Nella sua relazione introduttiva alla due giorni di studio, il Segretario ha affermato che «viviamo un tempo in cui le crisi non si susseguono più una dopo l’altra, ma si intrecciano, si sovrappongono e si alimentano a vicenda. Vediamo guerre che pensavamo sepolte tornano a bruciare alle porte d’Europa, crisi energetiche e climatiche che non restano più solo statistiche ma entrano nei portafogli delle famiglie, nelle casse delle imprese, nei bilanci pubblici, migrazioni che ci interrogano profondamente su cosa significhi davvero la parola comunità, democrazie che, in molti Paesi, vengono sfidate da populismi, polarizzazione e astensionismo crescente. È come se la storia fosse tornata a correre all’indietro»

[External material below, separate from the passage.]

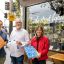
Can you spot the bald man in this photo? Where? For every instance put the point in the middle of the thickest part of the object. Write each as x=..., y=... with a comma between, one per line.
x=4, y=37
x=20, y=36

Eppure, Nava invita a non rassegnarsi: «non possiamo essere un Paese che vive di rendita o di lamento. Dobbiamo ritrovare il coraggio del “sì”: sì all’innovazione, sì alle transizioni governate e giuste, sì a un’economia che premia responsabilità e merito. Solo così l’Italia torna a essere un Paese che non ha paura del futuro, ma lo costruisce»

Sulla pace, le sue sono state parole nette: «noi non siamo “filo” nessuno, siamo solamente “filo speranza”, l’unico filo che non diventa spinato col tempo. La pace non è mai un atto calato dall’alto, ma un percorso che vive solo se chi ne paga il prezzo più alto viene ascoltato e coinvolto. Per questo promuoviamo iniziative concrete, sottoscrizioni, momenti di ascolto e di dialogo. Perché la pace non si delega, si costruisce»

Il suo sguardo si è poi allargato all’Europa: «l’Unione Europea è uno spazio in cui competitività, welfare e democrazia possono rafforzarsi a vicenda, ma serve un’Europa capace di decidere, capace di investire insieme, capace di proteggere il lavoro e le regole sociali; serve una politica industriale comune, servono strumenti comuni di investimento, serve il coraggio di condividere debito e destino»

Accanto alla geopolitica, Nava ha affrontato il tema della crisi della democrazia: «cresce l’idea pericolosa che la democrazia sia lenta, inefficace, incapace di reggere il ritmo del cambiamento. Noi, come sindacato, sappiamo invece che si può decidere insieme, senza cedere né al populismo né all’oligarchia. È questo il patrimonio prezioso della nostra esperienza: ricordare che il potere è servizio, che la fiducia va coltivata giorno dopo giorno. Perché senza fiducia nessun patto regge. Mentre con la fiducia, anche la sfida più difficile diventa percorribile»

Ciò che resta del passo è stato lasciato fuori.